After switching from a pvc to a brass drain and trying several different design washers I can't get the rubber mack washer to completely seal against the sink bottom. Water slowly begins dripping between the two. Could the bottom of the sink be uneven from the factory to prevent a flush seal? Btw I've cranked on the nut with no luck. 

Any advice is much appreciated, thanks.


----------



## Redwood (Nov 13, 2011)

Coat the threads on the drain where the mack washer lands with Teflon Paste Pipe Dope. The water is leaking down the threads under the washer.


----------



## joecaption (Nov 14, 2011)

Remove the drain, take some plumbers putty and roll it between your two hands until you have what looks like a 3/8 dim. X 5" long piece. Wrap it around the bottom of the drain where it hits the sink. Tighten the nut and wipe off the excess.
Tape on the threads will do no good.


----------



## Redwood (Nov 14, 2011)

No need for the putty there, the rubber washer will seal fine against the sink.

The problem is the rubber washer isn't sealing the threads so that is where the leak is coming from.

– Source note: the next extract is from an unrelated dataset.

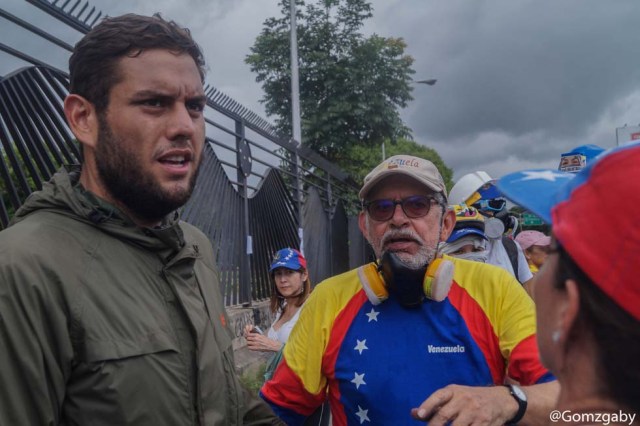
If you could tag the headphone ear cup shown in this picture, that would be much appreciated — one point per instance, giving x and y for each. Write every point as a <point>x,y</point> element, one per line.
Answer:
<point>372,283</point>
<point>438,279</point>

Water is seeping down through the threads.

Do not use Teflon Tape! But do apply Teflon Paste such as Rectorseal T+2, Megaloc, or other brand, to the threads that will be running inside the Mack washer when tightened...

This will cure your leak... Guaranteed!


----------



## joecaption (Nov 14, 2011)

I've installed 3, new faucets this week and not one came with a rubber washer for inside the sink.  Just the thick one for under the sink and a thin plastic one so as the nut is turn it slips instead of turning the washer as your tightening. It would leave the trim ring up to high off the basin.
Hopfully the poster will get back to us and tell us what worked for them.


----------



## Redwood (Nov 14, 2011)

Putty is for inside the sink between the drain flange and the sink basin. The worst case scenario there is water will leak down the drain instead of staying in the basin when the stopper is in place.

This leak is under the sink with water coming down the threads between the drain and the mack washer.


----------



## StevenC (Nov 14, 2011)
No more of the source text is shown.